Alerts Quick Reference
Quick answers to common alert questions.
I Want To...
Create an Alert Rule
Alerts → Alert Rules → New Rule
↓
Choose what to monitor (CPU, errors, etc.)
↓
Set threshold (> 80%, < 10%, etc.)
↓
Choose severity (Critical/Warning/Info)
↓
Name it clearly
↓
Save and Enable
Time: 2-3 minutes
Get Alert Notifications
Alerts → Alert Config → Add Channel
↓
Choose type (Email/Slack/PagerDuty/Webhook)
↓
Enter your details
↓
Test the channel
↓
Link to your alert rule
Time: 5-10 minutes
Respond to a Firing Alert
Get notification
↓
Click link or go to SRE → Alerts
↓
Find the alert with Firing status
↓
Click Acknowledge
↓
Investigate and fix the issue
↓
Click Resolve
Time: Varies on issue complexity
Find a Specific Alert
Use the filters:
Status: Firing / Acknowledged / Resolved
Severity: Critical / High / Medium
Or scroll through the list at SRE → Alerts
Fix Too Many Alerts
Step 1: Find the noisy rule
Alerts → Alert Rules → Look for frequently triggered rule
Step 2: Increase threshold
Example: Change from CPU > 70% to CPU > 85%
Step 3: Test and adjust as needed
Test if Notifications Work
Alerts → Alert Config
↓
Find your channel
↓
Click "Test"
↓
Check if you received it
Disable Alerts Temporarily
Alerts → Alert Rules
↓
Find the rule
↓
Toggle Enabled OFF
↓
(Remember to turn back ON later!)
Quick Reference Tables
Alert Statuses
| Status | Icon | Color | Meaning | Action |
|---|---|---|---|---|
| Firing | 🔔 | Red | Active alert, needs attention | Acknowledge & Fix |
| Acknowledged | ⏱️ | Yellow | Someone investigating | Wait or help |
| Resolved | ✓ | Green | Issue is fixed | None |
Severity Levels
| Severity | Icon | When | Response Time |
|---|---|---|---|
| Critical | 🔴 | Immediate action needed | Minutes |
| Warning | 🟠 | Important, needs attention | 1 hour |
| Info | 🟡 | FYI information | As time allows |
Notification Channels
| Channel | Speed | Best For | Setup Time |
|---|---|---|---|
| Slow | Documentation | 1 min | |
| Slack | Fast | Team visibility | 2 min |
| PagerDuty | Immediate | Critical alerts | 5 min |
| Webhook | Depends | Custom integration | 10+ min |
Common Alert Examples
Website/API
| Alert | Threshold | Severity |
|---|---|---|
| Service Down | HTTP 503 | Critical |
| Slow Response | > 5 seconds | Warning |
| High Error Rate | > 5% | Warning |
| CPU High | > 80% | Warning |
Database
| Alert | Threshold | Severity |
|---|---|---|
| Service Down | Not responding | Critical |
| CPU High | > 80% | Warning |
| Memory High | > 90% | Warning |
| Low Disk Space | < 10% | Critical |
Infrastructure
| Alert | Threshold | Severity |
|---|---|---|
| Server Down | Unreachable | Critical |
| Disk Full | < 5% | Critical |
| High Latency | > 100ms | Warning |
| Network Error | > 1% loss | Warning |
Troubleshooting
Alert Won't Fire
Check:
- Is rule Enabled? (toggle should be ON)
- Is threshold correct? (Test with extreme value)

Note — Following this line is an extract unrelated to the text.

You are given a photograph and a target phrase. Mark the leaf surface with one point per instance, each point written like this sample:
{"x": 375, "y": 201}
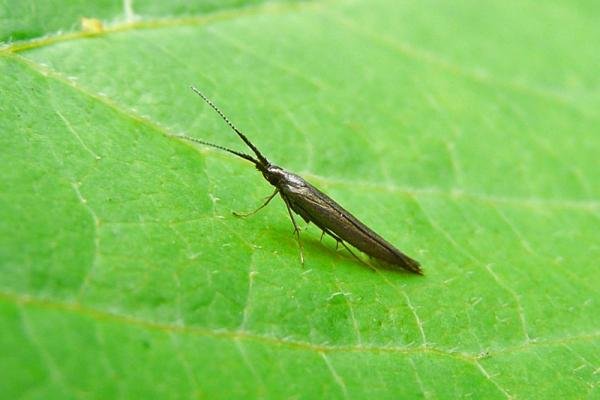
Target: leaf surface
{"x": 466, "y": 135}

- Is metric actually hitting threshold?
Fix:
- Enable the rule
- Lower threshold temporarily to test
- Verify correct metric is selected
Not Getting Notifications
Check:
- Click "Test" on your channel
- Did you receive test?
- Check email spam folder
- Check Slack channel settings
- Verify email/phone is correct
Fix:
- Resend test
- Check spam folder
- Verify email/channel settings
- Check connection/credentials
Too Many Alerts
Solutions:
- Increase threshold (less sensitive)
- Disable low-priority rules
- Use digest instead of single emails
- Combine related alerts
Example:
Before: CPU > 70% = 50 alerts/day
After: CPU > 85% = 5 alerts/day
False Alarms
Why: Threshold too sensitive
Fix:
- Review when it fired
- Increase threshold
- Make condition more specific
- Or delete if not important
Duplicate Alerts
Problem: Same issue creates multiple alerts
Fix:
- Delete duplicate rules
- Keep only one rule per metric
- Or adjust thresholds so only one fires
Time-Saving Tips
Fastest to Respond
Get Slack notification (2 sec)
↓
Click link (1 sec)
↓
Acknowledge (5 sec)
↓
Investigate (5-30 min)
↓
Resolve (5 sec)
Total: < 1 minute to acknowledge
Fastest to Create Rule
New Rule → Pick template → Set threshold
→ Name it → Save → Enable
Total: ~1 minute
Fastest to Test Channel
Alert Config → Find channel → Click Test
→ Receive notification
Total: ~30 seconds
Key Locations
| Need | Path |
|---|---|
| Create rule | Alerts → Alert Rules |
| Configure notifications | Alerts → Alert Config |
| View alerts | SRE → Alerts |
| Help | ? button on page |
Common Mistakes
| Mistake | Impact | Fix |
|---|---|---|
| Too many alerts | Alert fatigue | Increase thresholds |
| Vague names | Confusion | Use specific names |
| No testing | Alerts don't work | Always test |
| Never adjusting | Gets worse over time | Review monthly |
| Not documenting | Team confusion | Document each rule |
Best Threshold Examples
CPU Usage
Normal: 20-50%
Peak: 60-70%
Alert: 80% ← Not too sensitive
Critical: 95% ← Only if really bad
Memory Usage
Normal: 30-60%
Peak: 70-80%
Alert: 90% ← Getting concerning
Critical: 95% ← Critically high
Response Time
Normal: 100-300ms
Slow: 500-1000ms
Alert: 2000ms ← Warning level
Critical: 5000ms ← Very slow
Error Rate
Normal: 0-0.5%
Alert: 1% ← One in hundred
Critical: 5% ← One in twenty
Checklist: First Alert Setup
- Created alert rule
- Set realistic threshold
- Chose appropriate severity
- Added clear name
- Set up notification channel
- Tested notification
- Linked rule to channel
- Enabled the rule
- Documented the rule
- Tested end-to-end
Do's and Don'ts
Do ✅
- ✅ Create alerts for important things
- ✅ Use clear, specific names
- ✅ Test before relying
- ✅ Respond quickly to alerts
- ✅ Review and adjust regularly
Don't ❌
- ❌ Create too many rules
- ❌ Use vague names
- ❌ Skip testing
- ❌ Ignore alerts
- ❌ Let system grow stale
Quick Definitions
Alert Rule Defines WHEN an alert should fire (the condition)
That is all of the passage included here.